Nicósia, 7 abr (EFE).- O Parlamento do Chipre emendou nesta sexta-feira a parte mais polêmica da lei de educação, aprovada em fevereiro passado, que levou os turco-cipriotas a abandonar as negociações de paz com os greco-cipriotas para a reunificação do país.

Tal emenda, apresentada pelo partido governante, o conservador DISY, para tentar reverter a situação, obteve 30 votos a favor, a soma do próprio DISY e o comunista AKEL, e 20 contra em um plenário de 56 deputados.

A lei de educação de fevereiro incluiu a comemoração nas escolas greco-cipriotas do aniversário do plebiscito de 1950, favorável à integração do país à Grécia (conhecida em grego como Enosis).

Isto fez com que o líder turco-cipriota, Mustafá Akinci, abandonasse as negociações ao qualificá-lo de "provocador", pois a questão da união com a Grécia causou nos anos 60 os primeiros confrontos entre as duas comunidades.

A emenda hoje não elimina a comemoração, embora deixe nas mãos do ministério da Educação se ela deve ser feita ou não.

A sessão parlamentar se caracterizou por tensões entre os partidos que se opunham à emenda de DISY por considerar que isto significa ceder às "chantagens" de Akinci, que pôs como condição para seu retorno à mesa de diálogo o cancelamento de tal lei.

Entre os partidos opositores também protestou o ultranacionalista ELAM, que foi quem apresentou a inclusão de tal comemoração na lei do fevereiro passado.

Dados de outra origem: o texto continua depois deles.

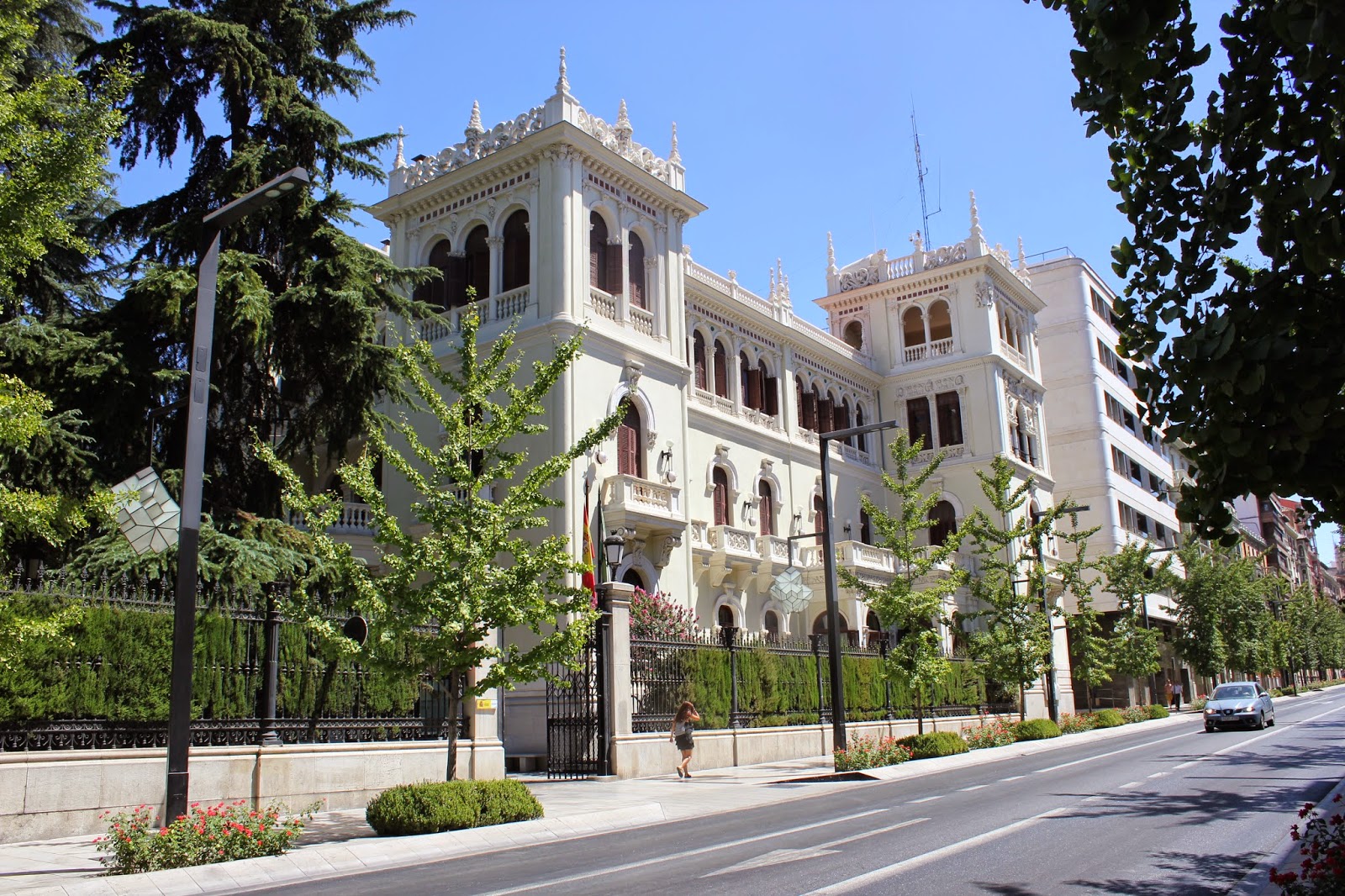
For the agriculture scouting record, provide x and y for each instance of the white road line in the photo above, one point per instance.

O reatamento das negociações entre Akinci e o líder greco-cipriota, Nicos Anastasiades, vai acontecer no dia 11 de abril.

Anastasiadis e Akinci, ambos pró-reunificação, registraram avanços importantes rumo à conversão de Chipre em um Estado Federal bizonal e bicomunal antes da interrupção da negociação.

Greco e turco-cipriotas vivem separados desde 1974, quando no mês de julho, após um golpe de estado no Chipre alimentado pela ditadura dos Coronéis da Grécia (1967-1974), a Turquia invadiu o país com o pretexto de prevenir a "Enosis".

O Exército turco ocupou a parte norte da ilha e em 1983 declarou a República Turca do Norte do Chipre, só reconhecida por Ancara.